Earth System Science Data (May 2022)
First SMOS Sea Surface Salinity dedicated products over the Baltic Sea
Abstract
This paper presents the first Soil Moisture and Ocean Salinity (SMOS) Sea Surface Salinity (SSS) dedicated products over the Baltic Sea. The SSS retrieval from L-band brightness temperature (TB) measurements over this basin is really challenging due to important technical issues, such as the land–sea and ice–sea contamination, the high contamination by radio-frequency interference (RFI) sources, the low sensitivity of L-band TB at SSS changes in cold waters, and the poor characterization of dielectric constant models for the low SSS range in the basin. For these reasons, exploratory research in the algorithms used from the level 0 up to level 4 has been required to develop these dedicated products. This work has been performed in the framework of the European Space Agency regional initiative Baltic+ Salinity Dynamics. Two Baltic+ SSS products have been generated for the period 2011–2019 and are freely distributed: the Level 3 (L3) product (daily generated 9 d maps in a 0.25∘ grid; https://doi.org/10.20350/digitalCSIC/13859, González-Gambau et al., 2021a) and the Level 4 (L4) product (daily maps in a 0.05∘ grid; https://doi.org/10.20350/digitalCSIC/13860, González-Gambau et al., 2021b), which are computed by applying multifractal fusion to L3 SSS with SST maps.

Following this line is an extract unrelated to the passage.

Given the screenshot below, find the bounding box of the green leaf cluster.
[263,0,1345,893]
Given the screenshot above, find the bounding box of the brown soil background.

The accuracy of L3 SSS products is typically around 0.7–0.8 psu. The L4 product has an improved spatiotemporal resolution with respect to the L3 and the accuracy is typically around 0.4 psu. Regions with the highest errors and limited coverage are located in Arkona and Bornholm basins and Gulfs of Finland and Riga. The impact assessment of Baltic+ SSS products has shown that they can help in the understanding of salinity dynamics in the basin. They complement the temporally and spatially very sparse in situ measurements, covering data gaps in the region, and they can also be useful for the validation of numerical models, particularly in areas where in situ data are very sparse.